Graceless - Page 73
Cassidy looked at her, her face uncharacteristically soft.
“No,” she said. Then, as she watched Savannah weeping, her eyes got wide. “No,” she emphasized. “You always tried your best. This isn’t on you, it’s all on Randy, I see that now. Besides,” she said, “you also saved me. You were my safe place to land,” her eyes filled with tears again, “and I kind of put you through some shit too.” She shrugged a little, then her own voice broke. “Thank you.”
Savannah hugged her long-lost baby sister tightly and for once Cassidy gripped her equally hard back, both of them still crying, until Brynn arrived with a box of tissues.
“I love you both, but there is a lot of snot happening right now,” she told them. “It’s hard to watch.”
They both burst into laughter and pulled back to clean up.
“Cassidy.” Their mother spoke up for the first time since Randy had been removed. “I’m sorry you had to run away from us. And I’m glad you’re safe. But I think you should leave here with me, today.”
Cassidy’s face went tight.
“I don’t think so, Mom,” she said shortly. “I’m happy where I am.”
“This isn’t how we raised you to live.” Her eyes darted toward Lane.
Savannah opened her mouth fast, but Cassidy got in first.
“And thank god for that,” she said. “Do you know how much therapy I’m having to undo all the bullshit you put into my head?”
“That sounds like brain-washing.” Her mother looked alarmed.
Cassidy laughed out loud.
“Sometimes I do feel like I need my brain scrubbed after a life with fucking Randy,” she said wryly. “Listen Mom, I love you, but if you can’t unlearn some things and open your mind, you’re going to lose both your daughters.”

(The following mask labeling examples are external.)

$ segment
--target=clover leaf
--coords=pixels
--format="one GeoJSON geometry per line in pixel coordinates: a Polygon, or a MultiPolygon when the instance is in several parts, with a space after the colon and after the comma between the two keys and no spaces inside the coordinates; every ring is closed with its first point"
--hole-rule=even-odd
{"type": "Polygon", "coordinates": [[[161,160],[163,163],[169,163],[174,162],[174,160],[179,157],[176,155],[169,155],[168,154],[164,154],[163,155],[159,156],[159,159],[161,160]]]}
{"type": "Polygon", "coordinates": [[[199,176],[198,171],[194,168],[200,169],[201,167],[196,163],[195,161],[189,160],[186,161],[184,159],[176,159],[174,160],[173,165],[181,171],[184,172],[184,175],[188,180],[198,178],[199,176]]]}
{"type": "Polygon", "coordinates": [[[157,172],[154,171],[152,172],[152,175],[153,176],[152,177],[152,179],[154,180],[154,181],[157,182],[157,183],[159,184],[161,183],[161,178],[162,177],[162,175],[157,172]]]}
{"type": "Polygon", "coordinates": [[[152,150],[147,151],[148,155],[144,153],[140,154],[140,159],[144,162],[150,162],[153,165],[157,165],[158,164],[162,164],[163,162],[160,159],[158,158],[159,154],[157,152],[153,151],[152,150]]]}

Bethany flushed, her eyes springing full of tears. She opened her mouth and Savannah stopped her.
“She’s right, Mom,” she said quietly. “You have two beautiful grandchildren you don’t know and two daughters who you’re missing out on. I’ll make sure you’re safe and taken care of, far from Randy, but until you learn to see things differently, you’re not welcome in my home.”
Brynn wrapped her arms around Savannah’s waist and kissed the side of her head.
“Our home,” Brynn corrected.
Savannah smiled. She looked up at her wife, then over to Cassidy and Lane.
“Our home,” she said.
Epilogue
Six weeks later
Cassidy took a deep breath. All of a sudden it came down to this: her whole twenty-four years of life, distilled to this one moment.
The last several weeks, all she’d done was hole up in Lane’s guesthouse and write. Well, that wasn’t all she’d done in Lane’s guesthouse, as a matter of fact, but when they weren’t there – making her sweat and curse and gasp and come – she’d spent a hell of a lot of time curled up on their couch, her notebook on her knees and her pen tapping against the page as she thought. And felt.
Then, way off in the back paddock, far from everyone, she’d taken her beautiful new guitar and played and sang, stopped – refined it – then played and sang again. And now, here she was, about to walk onto a stage, in Nashville, for the first time.
It was just an open mic night, but it was a famous one. She’d had to audition just to get her name on the list, and now as she waited nervously at the edge of the stage, knowing her name was about to get called, she felt a little panicked. This was the kind of night that a crowd turned out for. It was the kind of venue that talent scouts would casually wander into, just in case someone good – someone like Cassidy – happened to appear.
When she’d told the family at dinner three nights ago that she’d secured a spot, every single one of them had looked at her with a dropped jaw.
“Cassidy,” Brynn said, her smile warm. “We’re stoked for you. Just…you’ve been too shy to play in front of any of us and now you’re playing for the first time in front of what, two hundred people?”
Cassidy shrugged, trying not to show how goddamned terrified she was.
“You’re a badass,” Lane told her, their hand on her thigh, admiration sparkling in their eyes.